By Clara Young, Assistant News Editor

3500 years ago the Bronze age was at its peak: metals were, for the first time, transformed from merely a lump into intricately detailed forms of art. During this period, the Shang Dynasty was born. At the heart of the empire was Anyang, the capital city, where kings ruled over this influential dynasty. Its cultural impact was forgotten after thousands of years of progress, yet the National Museum of Asian Art (NMAA), located in Washington D.C., chooses to maintain its memory with its new exhibit. On February 25, 2023, the NMAA, in celebration of its centennial, introduced the first large exhibit in the United States about the capital city– “Anyang: China’s Ancient City of Kings.”

“I think this exhibit is a great way to celebrate the museum’s centennial,” WCHS junior Kanza Ihsan said. “As the National Museum of Asian Art highlights a lot of modern, present-day installations from Asia, I think it’s really valuable for its visitors to understand the heart and birthplace of this art, which would be achieved through the Anyang exhibition.”

The NMAA took its place at the National Mall in 1923, meaning this year marks 100 years since the museum’s opening. Over the past 100 years, it has formed a reputation as a source of history and research. This exhibition, in particular, is a collection of artifacts that give insight regarding the cultural origins of other more modern NMAA pieces. 

“What this exhibit does is that it allows you to see just how artistically skilled society was,” WCHS AP World History teacher Christopher Forney said. “It allows you to be able to infer elements about the human experience around three thousand years ago.” 

The exhibit gives its viewers a greater understanding of the workings of ancient human civilizations. Over time, society has vastly evolved by taking its origins and building upon them. By attending the Anyang exhibit, one can see how different the lives of ancient people were and their practices. 

“The artifacts themselves are very interesting from a sole artistic point of view; the raw traditional materials used to make them, the spiritual practices behind them and the meaning underlying every detail,” WCHS junior Mira Wedam said. “I’d love to look into these traits by attending the exhibition.”

The artifacts that take part in the exhibition are all unique and significant to understanding the Shang culture. The NMAA has stated that over 200 pieces will be at the exhibition: ceremonial weapons, jade ornaments, oracle bone inscriptions, ritual bronze vessels, and more. 

“The oracle bone inscription pieces seem the most fascinating to me,” Wedam said. “The origin of languages and how each unique language has spread to connect populations of millions of people is always difficult for me to wrap my head around. To have firsthand evidence of what is likely the origins of the Chinese language, which is now spoken and used in the most populous country in the world, is amazing.”

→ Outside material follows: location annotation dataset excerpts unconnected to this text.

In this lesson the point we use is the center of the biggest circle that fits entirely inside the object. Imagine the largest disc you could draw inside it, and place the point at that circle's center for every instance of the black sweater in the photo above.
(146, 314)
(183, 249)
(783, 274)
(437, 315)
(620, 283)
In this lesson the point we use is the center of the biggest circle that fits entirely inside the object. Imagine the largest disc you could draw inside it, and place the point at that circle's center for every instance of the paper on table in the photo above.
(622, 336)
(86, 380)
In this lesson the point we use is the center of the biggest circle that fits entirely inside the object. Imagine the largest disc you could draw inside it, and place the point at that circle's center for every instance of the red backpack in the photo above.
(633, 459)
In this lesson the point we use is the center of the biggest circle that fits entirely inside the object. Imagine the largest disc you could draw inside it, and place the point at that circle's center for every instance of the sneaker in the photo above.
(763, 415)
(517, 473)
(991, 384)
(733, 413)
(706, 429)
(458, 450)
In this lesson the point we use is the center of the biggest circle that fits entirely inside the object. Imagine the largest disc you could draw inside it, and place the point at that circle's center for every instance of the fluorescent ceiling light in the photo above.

According to Encyclopedia Britannica, the Shang dynasty was the first Chinese dynasty to leave both written and archaeological records. By having these records, historians can understand the characteristics of these people and what kinds of accomplishments they had. One specific accomplishment of the Shang dynasty was its formation of the Chinese language.

“Language is incredibly important for the advancement of a nation in terms of communication, scientific advancement, maintaining social order, and countless more aspects of a society,” Wedam said. “Anyang’s role in the development of language is what allowed for China to develop into the influential nation it is today.” 

The Shang dynasty was a key contributor in building China’s cultural foundation. By being exposed to intricately designed artifacts from this time period, visitors can dive into the everyday lives of ancient civilizations. 

“I think [the exhibition] has to be interesting as a glimpse into the past,” Forney said. “China is culturally really rich. The Shang Dynasty specifically pioneered architectural style [and created] a written language that is going to be influential across Asia.”

The impact of Anyang, and the Shang dynasty, is often overlooked. Even those who are art and history savvy, are less aware of ancient Asian history. “Anyang: China’s Ancient City of Kings” will give WCHS students, and other visitors, a better understanding of a culture that they are likely unaware of. 

“The exhibition is important for students to enhance their understanding of the origins of East Asian culture and art, a subject much too often overlooked by the modern education system,” Ihsan said. “As an art history student, I would love to learn more about art from ancient Asian culture, but unfortunately, the course has a major lack of that. That’s why I feel that an exhibit that represents such a rich yet often unseen history and culture is very worthwhile to attend.”